El informe también evidencia una desconexión entre las herramientas de medición heredadas y la realidad de la atención del consumidor.
Canales como el gaming están claramente infrarrepresentados en los modelos de marketing, según el 77% de los encuestados, mientras que los medios de comercio y la economía de creadores también reciben menos peso del que deberían. Esta falta de representación se traduce directamente en decisiones de inversión deficientes y en la subvaloración de los espacios donde la audiencia está más comprometida.
Al mismo tiempo, los equipos dedican gran parte de su tiempo a integrar datos dispersos en lugar de extraer aprendizajes accionables. Los flujos de trabajo siguen siendo mayormente manuales y lentos, lo que deriva en oportunidades perdidas, presupuestos mal asignados y planes de marketing que no reflejan el comportamiento real del consumidor.
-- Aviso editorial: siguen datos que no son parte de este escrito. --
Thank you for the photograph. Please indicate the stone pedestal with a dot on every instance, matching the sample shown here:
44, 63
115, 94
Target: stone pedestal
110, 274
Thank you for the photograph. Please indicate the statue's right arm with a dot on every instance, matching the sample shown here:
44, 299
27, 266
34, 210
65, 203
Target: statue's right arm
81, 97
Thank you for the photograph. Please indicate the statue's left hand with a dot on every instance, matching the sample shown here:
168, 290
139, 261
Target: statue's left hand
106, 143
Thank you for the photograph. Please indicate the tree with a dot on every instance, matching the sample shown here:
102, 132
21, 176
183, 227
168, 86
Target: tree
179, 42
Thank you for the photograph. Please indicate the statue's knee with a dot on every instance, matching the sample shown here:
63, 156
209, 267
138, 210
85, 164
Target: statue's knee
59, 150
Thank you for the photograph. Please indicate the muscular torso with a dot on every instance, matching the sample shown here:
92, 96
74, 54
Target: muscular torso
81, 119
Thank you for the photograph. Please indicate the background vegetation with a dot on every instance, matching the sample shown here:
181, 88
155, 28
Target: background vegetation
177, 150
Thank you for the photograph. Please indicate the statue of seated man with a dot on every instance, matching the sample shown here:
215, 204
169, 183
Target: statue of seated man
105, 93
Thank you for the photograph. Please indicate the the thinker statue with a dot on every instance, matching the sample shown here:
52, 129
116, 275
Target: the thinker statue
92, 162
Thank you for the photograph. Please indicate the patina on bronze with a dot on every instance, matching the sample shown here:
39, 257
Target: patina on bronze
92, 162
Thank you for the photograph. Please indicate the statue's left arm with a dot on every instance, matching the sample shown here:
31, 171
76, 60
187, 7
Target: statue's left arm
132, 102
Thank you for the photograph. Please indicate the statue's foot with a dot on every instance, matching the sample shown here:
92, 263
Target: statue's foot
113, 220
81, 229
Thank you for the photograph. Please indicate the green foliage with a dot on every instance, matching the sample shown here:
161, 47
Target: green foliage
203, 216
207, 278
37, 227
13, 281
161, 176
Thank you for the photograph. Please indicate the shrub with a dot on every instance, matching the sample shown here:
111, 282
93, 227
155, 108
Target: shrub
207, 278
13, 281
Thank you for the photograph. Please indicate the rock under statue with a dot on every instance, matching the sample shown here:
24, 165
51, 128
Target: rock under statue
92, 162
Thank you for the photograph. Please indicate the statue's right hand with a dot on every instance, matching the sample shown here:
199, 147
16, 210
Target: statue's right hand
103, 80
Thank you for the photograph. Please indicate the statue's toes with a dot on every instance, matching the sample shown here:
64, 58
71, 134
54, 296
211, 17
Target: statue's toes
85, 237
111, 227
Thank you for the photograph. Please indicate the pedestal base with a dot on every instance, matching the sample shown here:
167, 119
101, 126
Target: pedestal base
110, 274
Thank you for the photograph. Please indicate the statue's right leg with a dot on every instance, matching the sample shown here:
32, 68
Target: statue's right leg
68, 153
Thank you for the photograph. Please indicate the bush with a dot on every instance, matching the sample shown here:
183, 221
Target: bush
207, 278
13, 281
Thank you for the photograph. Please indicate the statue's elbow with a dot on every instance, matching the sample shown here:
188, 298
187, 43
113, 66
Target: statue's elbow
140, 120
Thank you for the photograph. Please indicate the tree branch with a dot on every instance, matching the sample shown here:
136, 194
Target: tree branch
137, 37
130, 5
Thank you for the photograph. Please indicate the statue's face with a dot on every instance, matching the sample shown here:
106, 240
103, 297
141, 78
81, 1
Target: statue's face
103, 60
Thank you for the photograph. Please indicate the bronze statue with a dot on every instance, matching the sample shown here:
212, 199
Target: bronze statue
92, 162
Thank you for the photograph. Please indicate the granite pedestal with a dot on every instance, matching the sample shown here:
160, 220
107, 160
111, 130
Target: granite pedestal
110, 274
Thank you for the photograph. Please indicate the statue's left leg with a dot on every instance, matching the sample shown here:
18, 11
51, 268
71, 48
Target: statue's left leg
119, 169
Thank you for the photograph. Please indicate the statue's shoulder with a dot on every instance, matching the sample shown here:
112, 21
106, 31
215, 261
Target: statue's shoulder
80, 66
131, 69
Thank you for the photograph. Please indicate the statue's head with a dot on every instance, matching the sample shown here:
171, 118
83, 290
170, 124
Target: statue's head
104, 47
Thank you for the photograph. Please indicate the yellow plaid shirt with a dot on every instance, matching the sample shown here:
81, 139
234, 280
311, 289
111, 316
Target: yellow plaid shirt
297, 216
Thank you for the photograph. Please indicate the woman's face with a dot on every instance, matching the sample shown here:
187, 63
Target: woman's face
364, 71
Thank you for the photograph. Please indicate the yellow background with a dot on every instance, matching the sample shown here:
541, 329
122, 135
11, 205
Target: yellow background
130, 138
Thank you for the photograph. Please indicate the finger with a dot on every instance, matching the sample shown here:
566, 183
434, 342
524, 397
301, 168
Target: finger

En medio de este escenario, la inteligencia artificial aparece como una posible palanca de cambio. Más allá de la automatización de tareas, los profesionales del marketing ven en la IA una oportunidad para replantear de raíz la forma en que se mide el desempeño. El estudio estima que estas tecnologías podrían desbloquear hasta 26.300 millones de dólares en valor de inversión en medios, al permitir sistemas de medición más ágiles, adaptativos y estratégicos.
La expectativa es que la IA acelere los ciclos de análisis, pasando de actualizaciones anuales o trimestrales a procesos mensuales, semanales o incluso en tiempo real. Pruebas de incrementalidad que antes se realizaban de forma esporádica comienzan a evolucionar hacia modelos de experimentación continua. Además, al asumir tareas rutinarias como la limpieza y clasificación de datos, la IA liberaría tiempo para que los equipos se concentren en interpretar resultados y tomar decisiones estratégicas, lo que podría generar importantes ganancias de productividad.
Otro cambio relevante es la democratización de técnicas avanzadas de medición. Modelos complejos que antes solo estaban al alcance de equipos altamente especializados empiezan a ser accesibles para un mayor número de organizaciones gracias a la IA, sin necesidad de construir infraestructuras desde cero. Actualmente, cerca de la mitad de los profesionales del lado comprador ya están escalando el uso de estas tecnologías, mientras que muchos otros se encuentran en fases de prueba o validación.
Sin embargo, la adopción no está exenta de obstáculos. La confianza sigue siendo una de las principales barreras, con preocupaciones vinculadas a aspectos legales, de privacidad y de precisión. El llamado problema de la “caja negra”, en el que los resultados generados por la IA no pueden explicarse con claridad, genera resistencia, especialmente cuando las recomendaciones afectan presupuestos y estrategias. Para mitigar estos riesgos, cada vez más empresas incorporan cláusulas específicas sobre IA en sus contratos con socios, abordando temas de transparencia, seguridad y gobernanza.
El mensaje del informe es claro: el statu quo en medición ya no es sostenible. Continuar apoyándose en sistemas que subrepresentan canales clave, retrasan los aprendizajes y carecen de transparencia supone un riesgo creciente para la efectividad del marketing. La inteligencia artificial ofrece un camino hacia adelante, pero no como un simple añadido a procesos defectuosos. Su verdadero valor solo se materializará si las organizaciones se animan a reconstruir sus marcos de medición con claridad, responsabilidad y capacidad de adaptación como principios centrales.